Três horas e meia de camioneta para ver a família na capital

A beleza de Serpa faz esquecer a saudade. Iaquinta trabalha, joga, é bem tratado, tudo isso. Mas falta-lhe quem mais ama. A mulher, a filha pequena, a família. 

O isolamento no interior é real. Por não ter automóvel próprio, Iaquinta é obrigado a andar mais de três horas num autocarro da Rede Expresso até Lisboa.  

«É o que mais custa, mas tem de ser. Apanho a camioneta em Serpa e em três horas e meia, mais um bocadinho às vezes, estou com elas. Tenho de aproveitar a oportunidade e dar o máximo, porque as pessoas daqui adoram-me.»

As pessoas são os colegas da fábrica, os colegas do clube e as gentes serpenses. No café, no talho, na mercearia, não há quem não conheça Iaquinta. O golo ao Sporting ajuda a criar o carisma.

«Sim, confirmo (risos). Cheguei a Serpa e todos me falaram logo do golo ao Sporting. Por isso tenho de marcar golos aqui também. Só fiz um para a Taça de Portugal [Olivais e Moscavide], mas acredito que vou marcar ao Estoril.»

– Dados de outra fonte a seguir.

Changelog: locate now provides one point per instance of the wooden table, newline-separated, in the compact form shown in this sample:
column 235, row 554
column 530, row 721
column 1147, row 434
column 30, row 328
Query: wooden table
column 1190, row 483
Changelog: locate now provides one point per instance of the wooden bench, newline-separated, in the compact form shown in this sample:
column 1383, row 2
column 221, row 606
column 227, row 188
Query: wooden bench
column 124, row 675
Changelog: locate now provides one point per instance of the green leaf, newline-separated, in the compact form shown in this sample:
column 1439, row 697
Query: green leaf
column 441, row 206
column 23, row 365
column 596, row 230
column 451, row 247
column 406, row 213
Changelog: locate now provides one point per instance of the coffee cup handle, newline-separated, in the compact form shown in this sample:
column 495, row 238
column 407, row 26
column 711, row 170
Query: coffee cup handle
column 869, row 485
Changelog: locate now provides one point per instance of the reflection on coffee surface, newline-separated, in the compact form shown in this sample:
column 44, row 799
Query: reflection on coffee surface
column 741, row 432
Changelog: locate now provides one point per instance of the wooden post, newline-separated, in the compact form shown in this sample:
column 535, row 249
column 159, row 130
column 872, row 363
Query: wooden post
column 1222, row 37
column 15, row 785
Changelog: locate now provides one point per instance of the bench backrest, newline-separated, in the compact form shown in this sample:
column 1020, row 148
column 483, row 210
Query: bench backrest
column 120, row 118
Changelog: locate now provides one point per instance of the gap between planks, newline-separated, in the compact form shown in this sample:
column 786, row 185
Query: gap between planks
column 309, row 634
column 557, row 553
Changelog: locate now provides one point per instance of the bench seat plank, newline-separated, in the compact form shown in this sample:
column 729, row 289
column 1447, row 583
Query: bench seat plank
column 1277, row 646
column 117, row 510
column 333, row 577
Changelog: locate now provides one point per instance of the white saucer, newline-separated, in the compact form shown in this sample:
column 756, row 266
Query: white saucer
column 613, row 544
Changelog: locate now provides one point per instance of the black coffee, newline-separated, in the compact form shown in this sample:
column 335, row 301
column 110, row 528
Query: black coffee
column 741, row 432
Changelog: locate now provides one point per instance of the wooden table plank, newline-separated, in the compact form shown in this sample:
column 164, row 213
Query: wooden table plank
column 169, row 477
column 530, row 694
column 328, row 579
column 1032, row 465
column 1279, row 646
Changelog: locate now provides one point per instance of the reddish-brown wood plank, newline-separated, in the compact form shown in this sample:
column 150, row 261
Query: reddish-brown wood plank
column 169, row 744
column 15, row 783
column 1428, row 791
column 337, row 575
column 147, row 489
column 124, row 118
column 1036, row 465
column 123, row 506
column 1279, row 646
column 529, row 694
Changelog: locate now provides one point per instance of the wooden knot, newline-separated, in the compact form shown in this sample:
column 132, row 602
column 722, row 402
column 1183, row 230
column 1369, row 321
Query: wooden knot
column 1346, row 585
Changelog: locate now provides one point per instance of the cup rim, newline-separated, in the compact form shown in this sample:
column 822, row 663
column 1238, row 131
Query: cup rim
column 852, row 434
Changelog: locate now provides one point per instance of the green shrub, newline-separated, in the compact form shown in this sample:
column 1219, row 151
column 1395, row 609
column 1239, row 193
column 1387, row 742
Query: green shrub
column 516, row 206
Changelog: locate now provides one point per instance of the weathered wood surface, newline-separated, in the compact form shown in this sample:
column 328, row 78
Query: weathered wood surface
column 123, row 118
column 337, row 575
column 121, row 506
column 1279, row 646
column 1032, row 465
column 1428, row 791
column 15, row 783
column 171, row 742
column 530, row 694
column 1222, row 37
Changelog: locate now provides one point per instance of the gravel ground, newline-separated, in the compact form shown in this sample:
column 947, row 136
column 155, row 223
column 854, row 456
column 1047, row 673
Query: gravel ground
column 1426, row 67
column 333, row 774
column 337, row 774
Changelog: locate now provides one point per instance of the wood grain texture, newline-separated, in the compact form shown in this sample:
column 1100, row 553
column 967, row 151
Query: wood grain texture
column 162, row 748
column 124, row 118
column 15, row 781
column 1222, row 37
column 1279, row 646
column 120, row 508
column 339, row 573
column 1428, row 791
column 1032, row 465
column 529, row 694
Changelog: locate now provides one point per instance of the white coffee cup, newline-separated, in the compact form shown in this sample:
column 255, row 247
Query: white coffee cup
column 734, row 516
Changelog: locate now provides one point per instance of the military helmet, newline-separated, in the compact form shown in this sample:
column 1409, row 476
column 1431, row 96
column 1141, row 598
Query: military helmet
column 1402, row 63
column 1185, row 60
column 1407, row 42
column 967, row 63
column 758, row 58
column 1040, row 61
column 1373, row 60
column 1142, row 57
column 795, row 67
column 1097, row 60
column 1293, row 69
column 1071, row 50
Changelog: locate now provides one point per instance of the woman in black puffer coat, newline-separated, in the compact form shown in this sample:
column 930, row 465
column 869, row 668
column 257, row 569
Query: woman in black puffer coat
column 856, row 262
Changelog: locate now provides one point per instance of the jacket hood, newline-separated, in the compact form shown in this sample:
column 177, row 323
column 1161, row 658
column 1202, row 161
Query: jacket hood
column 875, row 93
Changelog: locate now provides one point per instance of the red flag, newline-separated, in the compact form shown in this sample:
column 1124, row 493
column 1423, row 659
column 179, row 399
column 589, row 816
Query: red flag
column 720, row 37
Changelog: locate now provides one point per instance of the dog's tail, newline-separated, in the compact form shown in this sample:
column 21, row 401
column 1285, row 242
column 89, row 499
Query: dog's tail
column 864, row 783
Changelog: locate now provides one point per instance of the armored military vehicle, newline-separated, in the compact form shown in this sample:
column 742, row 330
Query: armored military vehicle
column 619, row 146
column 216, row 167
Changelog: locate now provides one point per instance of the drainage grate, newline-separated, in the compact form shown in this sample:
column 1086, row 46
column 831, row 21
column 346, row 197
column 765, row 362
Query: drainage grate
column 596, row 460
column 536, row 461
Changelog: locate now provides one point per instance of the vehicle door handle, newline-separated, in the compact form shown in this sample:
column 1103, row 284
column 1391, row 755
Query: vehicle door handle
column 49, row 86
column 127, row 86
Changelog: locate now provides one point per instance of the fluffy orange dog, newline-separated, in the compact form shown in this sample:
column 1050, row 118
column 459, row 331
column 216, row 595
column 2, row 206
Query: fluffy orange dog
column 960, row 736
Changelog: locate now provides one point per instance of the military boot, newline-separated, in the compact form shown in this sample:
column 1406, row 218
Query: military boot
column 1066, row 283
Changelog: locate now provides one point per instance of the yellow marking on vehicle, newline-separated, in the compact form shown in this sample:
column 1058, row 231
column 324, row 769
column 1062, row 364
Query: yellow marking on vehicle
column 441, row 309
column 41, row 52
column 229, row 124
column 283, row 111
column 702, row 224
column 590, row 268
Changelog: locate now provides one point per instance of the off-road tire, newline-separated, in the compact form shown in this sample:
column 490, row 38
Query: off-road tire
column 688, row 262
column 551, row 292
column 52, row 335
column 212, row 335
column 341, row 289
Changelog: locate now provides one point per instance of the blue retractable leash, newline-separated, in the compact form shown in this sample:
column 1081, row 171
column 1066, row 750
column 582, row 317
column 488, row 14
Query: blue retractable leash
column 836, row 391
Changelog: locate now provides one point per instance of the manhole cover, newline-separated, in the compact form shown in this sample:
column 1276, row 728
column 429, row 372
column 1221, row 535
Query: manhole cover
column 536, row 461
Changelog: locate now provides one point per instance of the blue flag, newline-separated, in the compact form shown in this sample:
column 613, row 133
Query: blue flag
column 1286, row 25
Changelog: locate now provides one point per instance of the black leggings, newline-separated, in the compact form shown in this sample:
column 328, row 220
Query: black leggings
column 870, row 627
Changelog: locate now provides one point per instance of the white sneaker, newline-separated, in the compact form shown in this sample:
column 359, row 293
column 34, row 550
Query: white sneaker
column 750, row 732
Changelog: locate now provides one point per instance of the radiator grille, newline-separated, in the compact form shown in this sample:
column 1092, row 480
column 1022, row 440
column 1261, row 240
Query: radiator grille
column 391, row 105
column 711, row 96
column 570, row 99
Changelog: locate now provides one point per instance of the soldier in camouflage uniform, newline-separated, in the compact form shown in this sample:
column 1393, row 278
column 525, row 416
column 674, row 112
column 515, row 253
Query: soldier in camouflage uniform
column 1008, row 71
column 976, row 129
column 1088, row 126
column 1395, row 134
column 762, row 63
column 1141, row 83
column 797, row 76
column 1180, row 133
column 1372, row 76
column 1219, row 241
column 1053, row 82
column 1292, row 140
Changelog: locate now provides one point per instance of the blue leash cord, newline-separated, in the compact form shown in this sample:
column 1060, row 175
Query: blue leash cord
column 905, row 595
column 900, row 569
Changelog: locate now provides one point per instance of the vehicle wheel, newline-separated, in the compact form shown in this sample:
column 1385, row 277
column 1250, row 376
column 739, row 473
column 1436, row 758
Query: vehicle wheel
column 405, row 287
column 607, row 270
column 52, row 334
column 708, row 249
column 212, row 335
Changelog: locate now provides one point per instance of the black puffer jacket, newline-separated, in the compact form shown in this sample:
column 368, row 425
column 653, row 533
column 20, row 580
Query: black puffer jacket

Iaquinta assume a «tarefa muito complicada» e revela estar com «uma dorzita no joelho». «Até domingo tem de passar. Vou ter a malta toda da fábrica na bancada e gostava de lhes dedicar uma coisa bonita.»

Um ano depois, exatamente um ano depois, Iaquinta marca encontro com as primeiras páginas. Agora numa «terra bonita» e cheia de «gente simpática». 

O Estoril que se cuide. Este Iaquinta sabe fazer golos aos maiores de Portugal.